Essay sample library > Should We Prescribe More Protein to Critically Ill Patients?

Should We Prescribe More Protein to Critically Ill Patients?

2023-03-04 08:36:09

There is no clear evidence for future RCT assessment of different protein intake levels in high-risk patients. Fortunately, the next trial will help resolve this dispute. NEXIS trial (ICU severity nutrition and exercise: combined cycle power and amino acid randomization trial) funded by the National Institute of Health, provides early cardiovascular circulation, innovative physical activity intervention, and intravenous Evaluate long-term hospitalization for effects Amino acid recovery in ICU patients (up to 5 g / kg / day). In this patient population, early cardiovascular circulation has been shown to be feasible and safe and may affect short term functional outcomes [32, 36]. The main result of the NEXIS trial is a 6-minute walk test, a series of comprehensive results characterizing the effect of treatment on muscle mass, muscular strength and functional ability, and quality of life based on recent consensus statements [ 37]. The exam will start in the summer of 2017 and will be held at any time in 2021 [38].
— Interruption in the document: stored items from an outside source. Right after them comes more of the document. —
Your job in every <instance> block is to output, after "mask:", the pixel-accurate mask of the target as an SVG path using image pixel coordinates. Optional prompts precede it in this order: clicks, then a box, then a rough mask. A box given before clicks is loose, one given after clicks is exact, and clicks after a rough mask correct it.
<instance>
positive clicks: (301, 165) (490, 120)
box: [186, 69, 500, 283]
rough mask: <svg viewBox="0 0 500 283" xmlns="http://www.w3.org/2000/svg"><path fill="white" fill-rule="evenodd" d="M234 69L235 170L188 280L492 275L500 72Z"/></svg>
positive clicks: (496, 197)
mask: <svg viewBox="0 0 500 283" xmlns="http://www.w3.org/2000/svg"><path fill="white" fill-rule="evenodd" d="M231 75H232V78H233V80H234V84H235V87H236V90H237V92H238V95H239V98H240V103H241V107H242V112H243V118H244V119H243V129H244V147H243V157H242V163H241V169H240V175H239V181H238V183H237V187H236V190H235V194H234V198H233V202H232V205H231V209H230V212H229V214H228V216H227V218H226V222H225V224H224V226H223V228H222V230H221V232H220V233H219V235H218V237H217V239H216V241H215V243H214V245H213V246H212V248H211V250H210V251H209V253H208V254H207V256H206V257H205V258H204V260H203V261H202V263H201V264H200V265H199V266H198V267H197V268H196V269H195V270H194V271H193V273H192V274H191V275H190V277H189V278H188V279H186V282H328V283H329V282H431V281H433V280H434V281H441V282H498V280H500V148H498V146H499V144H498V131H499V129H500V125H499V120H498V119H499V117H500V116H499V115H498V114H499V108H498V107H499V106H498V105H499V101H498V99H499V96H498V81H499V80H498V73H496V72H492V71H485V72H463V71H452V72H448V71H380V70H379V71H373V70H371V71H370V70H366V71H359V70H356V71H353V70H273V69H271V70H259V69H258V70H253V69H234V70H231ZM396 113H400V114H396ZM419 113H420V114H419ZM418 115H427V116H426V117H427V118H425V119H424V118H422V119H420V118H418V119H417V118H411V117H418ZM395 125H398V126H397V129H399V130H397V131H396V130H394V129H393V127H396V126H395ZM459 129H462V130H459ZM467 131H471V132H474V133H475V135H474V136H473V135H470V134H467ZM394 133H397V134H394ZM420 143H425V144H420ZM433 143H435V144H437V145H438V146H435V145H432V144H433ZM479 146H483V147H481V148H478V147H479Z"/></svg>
At the same time, researchers are planning large-scale multicenter, practical, volunteer-led randomized clinical trials based on registration, randomly assigning high-dose proteins to 4,000 high-risk patients (≧ 2.2 g). ) / Kg / day) or routine care (≦ 1.2 g / kg / day) [39] EFFORT (called high protein dose effect in critically ill patients) test. All other aspects of clinical care are determined by local standards, but it is recommended that participating sites avoid excessive caloric intake and follow ASPEN / SCCM guidelines on caloric content to be prescribed. Perhaps the unique feature of this large RCT is that it only adopts "nutritious high-risk patients". Moderate to severe malnutrition (defined in the field assessment), (3) Vulnerable (clinical vulnerability level 5 of drugs) (4), low (25 or less) or high BMI (35 or more) Or more; (4) muscle loss - (agent's SARC - F score is 4 or more); or (5) from a screening point of view, the estimated duration of mechanical ventilation is> 4 days. Consider including or excluding subgroups of patients with high protein demand (eg kidney failure, burns, trauma, or obesity) or low demand (eg liver disease or elderly patients). Since the provider's idea of ​​what is deterministic and what is best is variable, we do not exclude them, and some a priori subgroup analysis can be applied to these important sub- We have concluded that it was planned to evaluate the effect of protein administration in the group. The main results of the study were secondary outcomes including 60 day mortality and discharge hours, nutritional appropriateness, in-hospital mortality, ICU and re-hospitalization rate, mechanical ventilation time, ICU stay, and hospital stay . The EFFORT exam started registration in January 2018 (For details, please visit www.criticalcarenutrition.com). To participate in these trials, clinicians need to "balance" and believe that all drug delivery strategies are safe and effective.

In critically ill patients and patients with infectious diseases and chronic diseases with inflammation, the protein requirement is more than routine and a significant loss of protein occurs. Serum proteins commonly used to assess protein status are often affected by disease. These include albumin, prealbumin, transthyretin and retinol binding protein. In other healthy individuals, reducing protein and caloric intake does not cause hypoproteinemia. However, in the presence of infections, liver and kidney diseases, surgery and other metabolic rate increases, other conditions including immune activation and inflammation, the cytokines direct protein synthesis to acute phase proteins, followed by reduction of serum proteins . Alternatively, cytokines will direct amino acids to energy production rather than protein synthesis.

In patients with metabolic stress, both protein deficiency and overdose can cause problems. Even transient protein calorie deficiency may shift the assimilation balance of severe patients from catabolism to catabolism. The American Intestinal and Parenteral Nutrition Society recommends a protein requirement of 1.25 to 2.0 g / kg for critically ill patients and an intake of 1.2 to 1.5 g / kg to promote healing of the liver It is required. Decubitus However, other people have stated that at levels above 1.2 g / kg protein, body protein losses will not decrease further. Therefore, clinical decisions on protein requirements may be necessary for individualized treatment of patients.